表彰式典

受賞者代表挨拶

受賞者代表・名取ハマボウフウの会 代表 大橋 信彦 さん

受賞者代表・名取ハマボウフウの会 代表 大橋 信彦さん

皆様、こんにちは。
ご紹介いただきました、名取ハマボウフウの会の大橋信彦と申します。
東北は宮城県名取市、太平洋に面した閖上(ゆりあげ)という小さな海岸からやって参りました。

この度の災害では、多くの皆様から励ましの言葉や、直接、間接のご支援を頂きまして、誠にありがとうございました。そしてこの度、社会貢献支援財団様より名誉ある賞を頂くことになり、誇りに思いますとともに、受賞者の皆様を代表して心より感謝申し上げます。

さて、ここでハマボウフウの話を少しさせて頂きます。この植物は、北は北海道から南は沖縄まで、どこの海岸にも自生しておりました日本古来の海浜植物で、濃い緑の葉と夏に咲く白い小花、そして垂直に長く伸びた根、そのような特徴を持った海浜植物の一種です。

私たちが子どもの頃は、春先になりますと、浜のあちこちに出てきた新芽を摘んでは親のところに持って帰り、それを酢味噌和えにして食べるのがどこの家庭でも習わしになっておりました。また夏には、熱い砂の上でハマボウフウの葉っぱに裸足の足を乗せ、冷やしながら波打ち際まで駆けて行ったあの感触を、私たちの足の裏がはっきりと覚えています。  

いつの頃からでしょうか、ハマボウフウが私たちの海岸から姿を見せなくなってしまいました。それはどうやら日本の経済の復興と歩調が合っていて、開発や乱獲がどこの海岸でも頻繁に起きていた、そんな時代の出来事でした。そしていつしか、彼らの姿が海岸から消え、土地の人もその存在を忘れてしまうようになってしまったのです。
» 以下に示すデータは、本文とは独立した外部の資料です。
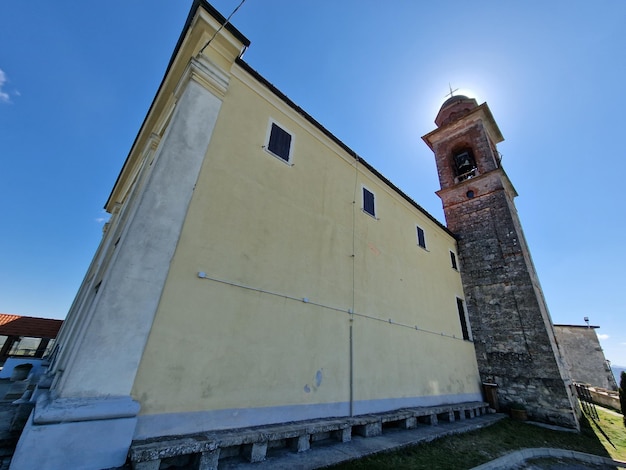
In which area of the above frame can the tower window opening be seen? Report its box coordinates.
[454,150,478,183]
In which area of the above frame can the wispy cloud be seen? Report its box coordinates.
[0,69,11,103]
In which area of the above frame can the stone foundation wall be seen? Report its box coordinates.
[444,178,577,427]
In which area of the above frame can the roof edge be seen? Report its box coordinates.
[104,0,250,211]
[235,57,457,240]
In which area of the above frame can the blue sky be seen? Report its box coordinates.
[0,0,626,365]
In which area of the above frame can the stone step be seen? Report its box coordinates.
[129,402,488,470]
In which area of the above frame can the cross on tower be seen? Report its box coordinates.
[444,83,459,98]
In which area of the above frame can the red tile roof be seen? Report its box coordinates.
[0,313,63,338]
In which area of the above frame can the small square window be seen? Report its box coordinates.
[267,122,292,162]
[416,226,426,249]
[363,188,376,217]
[450,251,459,269]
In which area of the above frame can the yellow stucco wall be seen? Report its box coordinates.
[132,65,479,415]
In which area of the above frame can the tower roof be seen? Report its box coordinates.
[435,95,478,127]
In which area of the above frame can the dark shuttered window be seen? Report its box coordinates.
[450,251,458,269]
[417,227,426,248]
[363,188,376,217]
[267,123,291,162]
[456,297,469,340]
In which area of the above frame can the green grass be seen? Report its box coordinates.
[332,408,626,470]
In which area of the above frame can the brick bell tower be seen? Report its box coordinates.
[422,95,578,428]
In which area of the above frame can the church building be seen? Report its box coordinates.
[11,0,578,469]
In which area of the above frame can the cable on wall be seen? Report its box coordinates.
[198,272,468,341]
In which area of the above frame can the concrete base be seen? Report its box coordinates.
[10,397,139,470]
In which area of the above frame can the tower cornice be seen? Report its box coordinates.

どのぐらいの年月が経ったでしょうか、ある時、私たちの海岸で幻のハマボウフウが見つかりました。正直、胸が躍り、血が騒ぐのを覚えました。盗掘を恐れた私たちは、それを地域内の農業高校に運んで保護と増殖のお願いをしました。ハマボウフウは農業高校の畑に程なく根付いて、翌年には花を咲かせるようになりました。そして、平成13年8月15日、私たち「名取ハマボウフウの会」は発足いたしました。会員20名でのスタートでした。  

目的は、美しく健康な海岸を再生させること、地域の人たちが親しんできたハマボウフウを新しい食材として育てること。ちょっと欲張っているようですが、この二つの目標をもって会の活動がスタートして、以来10年。本日、たくさんの皆様が40年、50年の長きにわたって活動しておられる、そんなお姿を拝見し、お話をお聞きするにつけ、私たちの活動はまだまだかわいらしいものではありますが、しかしながら、10年が経ってみますと、ハマボウフウたちが保護区内に無数に繁殖し、ある時には種が勝手に防護柵の外に飛び散って小さな群落をつくる、そのような姿が海岸に現れるまでになりました。
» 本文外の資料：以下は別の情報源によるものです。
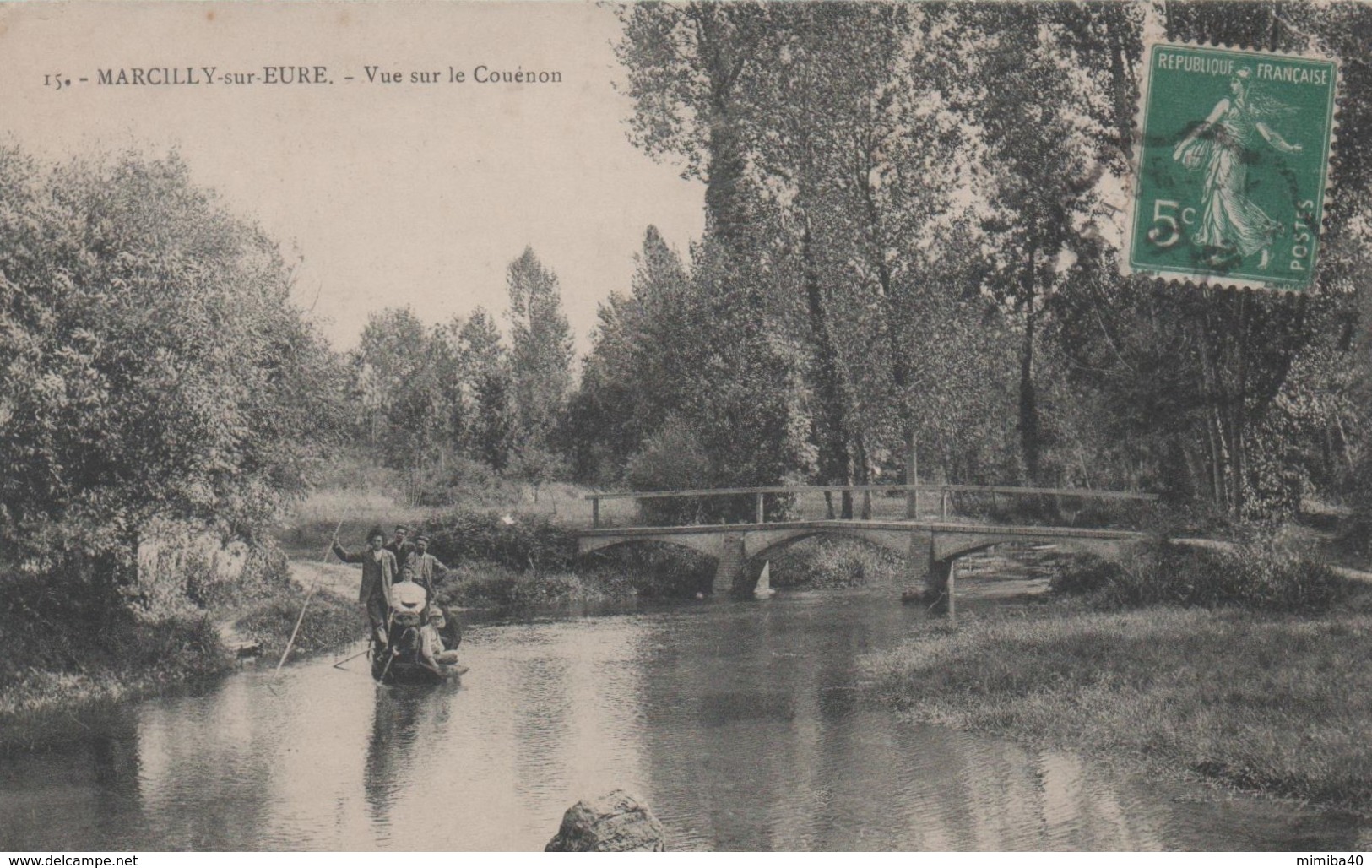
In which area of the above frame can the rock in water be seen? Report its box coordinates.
[544,789,667,853]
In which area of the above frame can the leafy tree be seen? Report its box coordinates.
[457,307,514,470]
[507,247,572,446]
[0,149,346,576]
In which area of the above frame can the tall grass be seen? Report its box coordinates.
[865,607,1372,811]
[1052,536,1352,613]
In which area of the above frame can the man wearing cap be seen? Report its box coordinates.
[334,528,399,644]
[386,524,415,567]
[404,534,447,600]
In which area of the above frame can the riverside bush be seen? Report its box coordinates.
[1052,539,1350,613]
[424,509,577,572]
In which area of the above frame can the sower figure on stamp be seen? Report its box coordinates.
[1172,68,1301,270]
[334,528,399,646]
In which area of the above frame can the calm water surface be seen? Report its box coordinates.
[0,591,1359,852]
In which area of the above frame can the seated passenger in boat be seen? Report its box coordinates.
[390,582,428,650]
[420,606,457,670]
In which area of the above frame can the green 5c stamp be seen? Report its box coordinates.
[1125,42,1339,290]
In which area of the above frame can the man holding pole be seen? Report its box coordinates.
[334,528,399,646]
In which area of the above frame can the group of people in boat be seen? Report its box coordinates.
[332,525,461,681]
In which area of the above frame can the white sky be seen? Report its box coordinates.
[0,3,704,352]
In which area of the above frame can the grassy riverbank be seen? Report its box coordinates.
[0,561,362,751]
[865,589,1372,811]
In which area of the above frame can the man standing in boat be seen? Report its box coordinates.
[404,534,447,602]
[334,528,399,646]
[386,524,415,569]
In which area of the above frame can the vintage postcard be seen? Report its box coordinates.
[0,0,1372,868]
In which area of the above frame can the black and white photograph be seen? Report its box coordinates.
[0,0,1372,868]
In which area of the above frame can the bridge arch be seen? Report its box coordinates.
[931,534,1133,561]
[577,534,723,560]
[745,527,911,561]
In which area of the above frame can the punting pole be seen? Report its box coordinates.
[272,518,343,677]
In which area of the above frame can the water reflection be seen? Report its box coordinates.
[0,593,1358,850]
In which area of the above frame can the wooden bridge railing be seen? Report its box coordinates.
[586,483,1158,528]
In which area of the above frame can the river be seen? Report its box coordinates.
[0,578,1357,852]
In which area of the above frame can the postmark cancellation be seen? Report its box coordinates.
[1124,42,1339,290]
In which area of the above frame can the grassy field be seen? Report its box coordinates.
[865,602,1372,811]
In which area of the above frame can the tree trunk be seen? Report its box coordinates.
[1019,296,1041,483]
[800,218,854,507]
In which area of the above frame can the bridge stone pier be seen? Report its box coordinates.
[578,520,1144,605]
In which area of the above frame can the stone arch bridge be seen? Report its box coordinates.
[578,518,1146,607]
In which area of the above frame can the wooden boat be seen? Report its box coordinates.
[371,629,467,686]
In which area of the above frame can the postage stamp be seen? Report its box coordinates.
[1125,42,1339,290]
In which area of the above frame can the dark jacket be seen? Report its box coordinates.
[334,543,401,604]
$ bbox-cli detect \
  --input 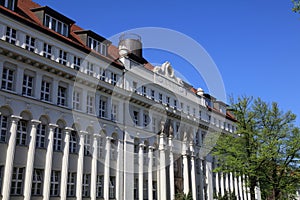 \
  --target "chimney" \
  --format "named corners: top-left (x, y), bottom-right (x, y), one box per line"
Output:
top-left (119, 33), bottom-right (143, 58)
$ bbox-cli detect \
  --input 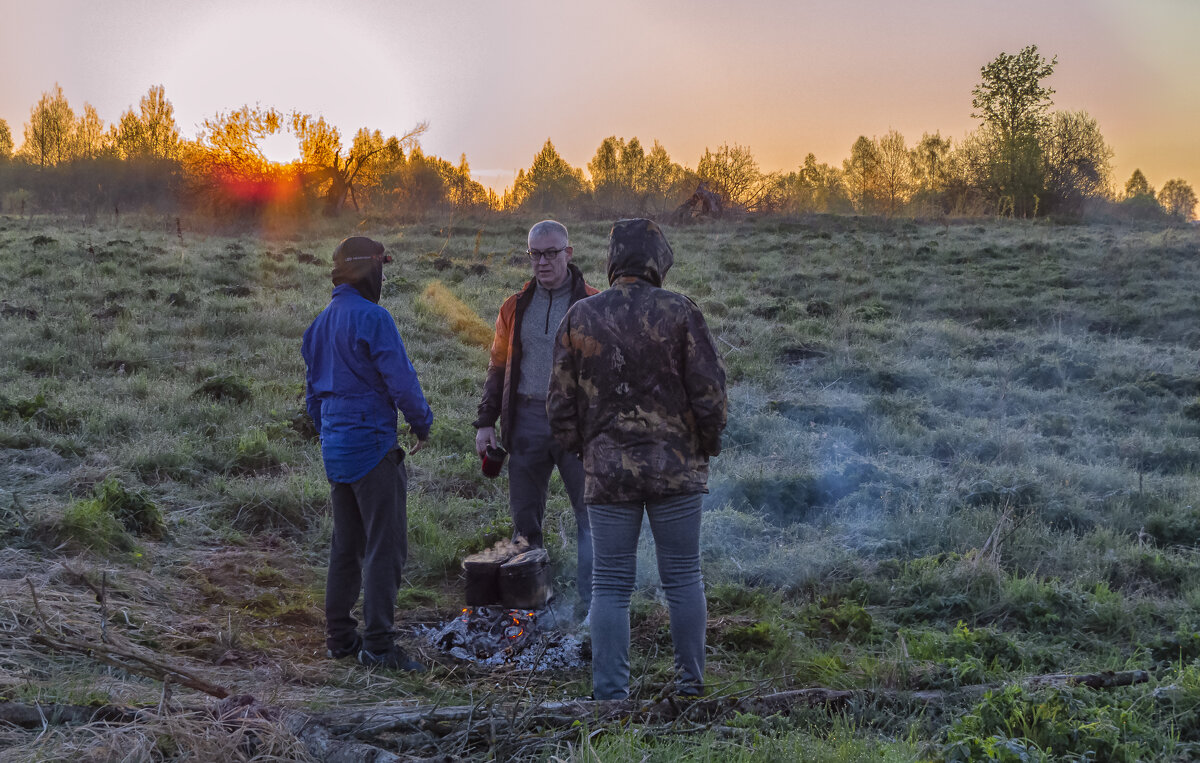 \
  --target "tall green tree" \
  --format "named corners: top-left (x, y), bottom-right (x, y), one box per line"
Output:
top-left (971, 46), bottom-right (1058, 216)
top-left (0, 119), bottom-right (12, 162)
top-left (20, 83), bottom-right (74, 167)
top-left (842, 136), bottom-right (882, 215)
top-left (642, 140), bottom-right (696, 215)
top-left (509, 138), bottom-right (587, 214)
top-left (71, 103), bottom-right (112, 160)
top-left (1158, 178), bottom-right (1196, 221)
top-left (114, 85), bottom-right (180, 160)
top-left (1126, 169), bottom-right (1154, 199)
top-left (912, 132), bottom-right (953, 202)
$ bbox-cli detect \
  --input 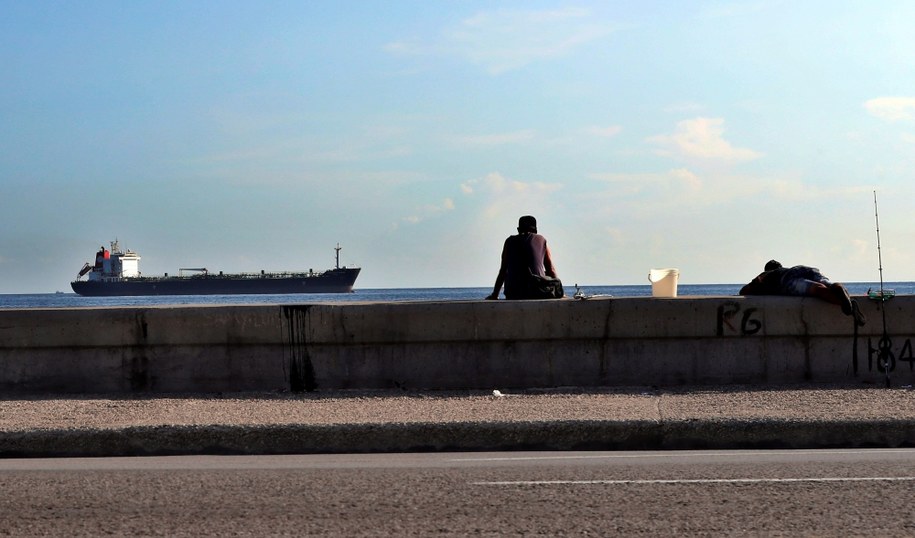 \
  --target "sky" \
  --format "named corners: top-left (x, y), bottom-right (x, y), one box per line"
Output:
top-left (0, 0), bottom-right (915, 293)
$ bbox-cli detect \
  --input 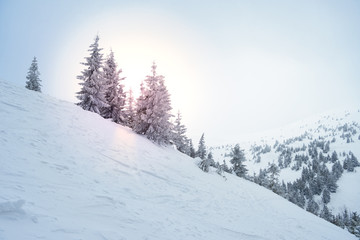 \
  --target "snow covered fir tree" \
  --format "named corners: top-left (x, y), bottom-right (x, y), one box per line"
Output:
top-left (77, 36), bottom-right (110, 114)
top-left (25, 57), bottom-right (41, 92)
top-left (101, 51), bottom-right (126, 123)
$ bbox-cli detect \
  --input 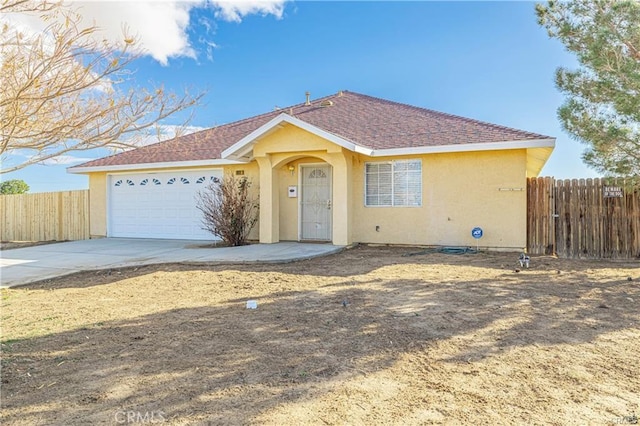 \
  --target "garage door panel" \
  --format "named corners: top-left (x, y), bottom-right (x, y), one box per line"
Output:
top-left (109, 170), bottom-right (222, 240)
そして、この春の大きな波が、町も人も私たちの保護区も全て押し流してしまったのです。しかし、ひと月経ったその時、浜にハマボウフウの新しい芽が出て参りました。私たちは「復興のシンボルか!」そんな風に感じながら、この6月、開催が危ぶまれた「ふるさと海辺フォーラム」(ハマボウフウ交流会)を名取市の海岸で実施いたしました。そこには、志を同じくする全国の仲間が集まってくれました。私たちは大きな感動に包まれました。 

今回このような大きな賞を受賞出来ましたのも、災害にめげずに小さなイベントを地域で催した、そのようなことが評価されたのかと、だとすれば、それは私たちだけの力ではなく、全国のネットワークを結んでいる皆さん、そして地域の小中学生や高校生、町内会の皆さんの友情や支援の力が働いてのこと、そんなふうに感じております。

今回の災害は、確かに大きなダメージを私たちに与えましたけれども、私たちはこれからも地域の人、ネットワークを結んでいる仲間、そして陰になり日向になって私を支えてくれた家族とともに、海岸での活動を続けて行こうと思っています。

皆様、本当にありがとうございました。